Nigel reflects upon a time at REA before I arrived, where the company decided to go ahead on a tech investment based upon a value stream that would help to manage conversations with property developers.
“We met the value stream from one person’s perspective, but it wasn’t how other people worked. We proceeded to build an entire scaffolding of Salesforce that no one used.”
When I landed at REA, I recall looking under the hood and analysing the engineering behind this. It was technically brilliant, but totally useless.
Another problem with CRM is that often there is resistance from employees to engage with the software.
“I can remember having some tough conversations with people when introducing CRM,” Nigel tells me. “They would say ‘you are going micromanage me’ or ‘I am skilled in the art of relationship building and that's why you hired me, and now you want to micromanage my tasks by making me enter data into this field.’”
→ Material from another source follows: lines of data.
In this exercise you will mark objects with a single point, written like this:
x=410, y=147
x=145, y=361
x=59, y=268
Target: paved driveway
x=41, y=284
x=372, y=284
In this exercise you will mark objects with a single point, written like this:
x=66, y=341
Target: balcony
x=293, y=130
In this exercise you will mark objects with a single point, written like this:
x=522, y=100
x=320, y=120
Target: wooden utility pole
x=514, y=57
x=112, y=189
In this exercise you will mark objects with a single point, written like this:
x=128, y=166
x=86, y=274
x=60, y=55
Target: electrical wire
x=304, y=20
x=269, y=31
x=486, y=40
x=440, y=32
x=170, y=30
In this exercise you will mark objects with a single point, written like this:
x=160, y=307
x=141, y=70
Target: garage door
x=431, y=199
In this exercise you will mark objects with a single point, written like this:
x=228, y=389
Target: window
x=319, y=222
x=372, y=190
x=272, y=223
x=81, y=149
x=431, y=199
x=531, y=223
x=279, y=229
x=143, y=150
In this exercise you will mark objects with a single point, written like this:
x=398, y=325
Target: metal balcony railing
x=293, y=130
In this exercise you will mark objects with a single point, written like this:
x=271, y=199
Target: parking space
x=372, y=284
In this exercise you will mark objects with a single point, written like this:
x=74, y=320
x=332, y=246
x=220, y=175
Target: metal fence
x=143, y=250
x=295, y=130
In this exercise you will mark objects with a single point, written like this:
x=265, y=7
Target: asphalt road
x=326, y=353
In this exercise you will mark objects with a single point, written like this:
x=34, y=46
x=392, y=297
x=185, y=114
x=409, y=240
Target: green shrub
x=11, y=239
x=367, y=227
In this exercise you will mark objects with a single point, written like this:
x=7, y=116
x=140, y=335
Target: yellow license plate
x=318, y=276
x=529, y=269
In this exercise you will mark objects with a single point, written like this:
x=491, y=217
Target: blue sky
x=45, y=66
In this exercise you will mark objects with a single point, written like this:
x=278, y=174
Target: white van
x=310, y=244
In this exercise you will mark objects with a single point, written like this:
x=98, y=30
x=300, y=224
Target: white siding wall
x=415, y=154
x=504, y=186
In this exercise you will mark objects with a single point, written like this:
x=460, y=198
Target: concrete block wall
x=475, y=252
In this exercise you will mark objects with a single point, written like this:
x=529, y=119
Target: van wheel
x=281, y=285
My rebuttal to this resistance is that Salesforce is not about micromanaging, but it is a tool that a person can use to enhance their customer service. It can be used to facilitate. Nigel, who hosts his own podcast Australian AI, also argues that CRM is essential in developing automations.
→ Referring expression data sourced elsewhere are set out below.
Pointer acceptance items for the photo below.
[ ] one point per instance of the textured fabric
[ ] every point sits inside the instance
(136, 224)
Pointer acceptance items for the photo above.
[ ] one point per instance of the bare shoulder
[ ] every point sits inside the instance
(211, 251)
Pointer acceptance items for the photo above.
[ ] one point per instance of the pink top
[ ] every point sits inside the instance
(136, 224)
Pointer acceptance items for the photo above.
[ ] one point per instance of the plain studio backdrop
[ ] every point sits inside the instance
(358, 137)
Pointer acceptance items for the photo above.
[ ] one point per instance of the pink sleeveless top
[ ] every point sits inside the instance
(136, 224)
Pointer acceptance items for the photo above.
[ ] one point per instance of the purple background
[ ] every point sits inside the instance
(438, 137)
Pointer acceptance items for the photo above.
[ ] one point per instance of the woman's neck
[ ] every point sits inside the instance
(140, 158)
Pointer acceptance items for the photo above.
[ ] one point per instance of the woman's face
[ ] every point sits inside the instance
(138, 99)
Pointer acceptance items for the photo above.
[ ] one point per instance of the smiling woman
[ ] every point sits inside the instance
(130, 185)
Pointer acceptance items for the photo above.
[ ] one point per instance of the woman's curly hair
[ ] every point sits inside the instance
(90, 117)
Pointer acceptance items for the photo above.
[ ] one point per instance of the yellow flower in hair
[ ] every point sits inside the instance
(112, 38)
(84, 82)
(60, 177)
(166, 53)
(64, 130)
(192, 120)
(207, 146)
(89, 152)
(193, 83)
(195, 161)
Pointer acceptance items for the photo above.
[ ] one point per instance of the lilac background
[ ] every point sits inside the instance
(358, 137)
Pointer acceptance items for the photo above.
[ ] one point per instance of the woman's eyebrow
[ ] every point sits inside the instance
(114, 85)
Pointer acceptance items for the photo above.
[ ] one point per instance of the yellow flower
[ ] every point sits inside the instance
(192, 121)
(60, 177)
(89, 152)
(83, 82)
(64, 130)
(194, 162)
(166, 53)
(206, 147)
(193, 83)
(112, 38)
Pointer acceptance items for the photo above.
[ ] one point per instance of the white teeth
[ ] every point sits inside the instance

“Collecting data is the starting point to the development of AI. That is where CRM comes in. Collect, connect and collect are the fundamentals of AI and those fundamentals are anchored in the collection of data.”
This collection of data is also essential for start-ups. If you are attempting to scale up, you need to keep track of who you have called and approached. While you may be a small organisation, the issues or disconnect that occurs between 3 people quickly amplifies when the company grows. This is also compounded by the growing nature of a WFH population, fueled by Covid and globalisation. Gone are the days of the war room wall full of customers. These things need to be on platforms, so that people can interact with employees online.
While the work from home shift has been momentous in the past few years, Nigel also thinks there has been historical changes in the world of business and management.
“Lately I have been reflecting on the incredible changes in understanding of how things work in business. A century ago, the world of physics changed after 250 years of Newtonian thought. Now it is all quantum mechanics. We’re having the same moment in management thinking today. We’ve gone from a very traditional command control belief that was handed to us 100 years ago, to a world with a whole new dialect.”
This paradigm shift in the world of CRM is exemplified by Nigel through the rise of new terms. Scaffolding, first and foremost, is a key concept that represents this change.
“Scaffolding is radical. It’s removing the fantasy that we held about how easy resolving customer problems would be if I were to buy Salesforce,” Nigel thinks.
This “scaffolding” prepares the foundation for the complexity of your CRM tool to sit on top of.
Nigel also brought up that with this shift came another techno social term: cognitive load. The theory describes that if you load too much stuff onto people, you’ll break them. In many cases, team size and workload are determined by the amount they can manage. He asked whether I believed the use of CRM could overcome the impacts of cognitive load for salespeople, to which I would answer yes. There are thousands of data points a salesperson must consider. Product, customers, maintaining relationships and information. A system would undoubtedly help overcome the mental task of remembering this information.
But while Nigel understands that there is obvious value in using CRM, he does not want to portray it as a simple endeavor.
“When I was growing up, I was always told keep it simple stupid, but issues seem to pop up relatively often when things were oversimplified... the customer is never a simple problem in any business.”
If you are embarking on a CRM journey or are struggling to implement complex systems, Nigel’s bottom line is this: form a clear goal and keep the customer in the forefront of your mind.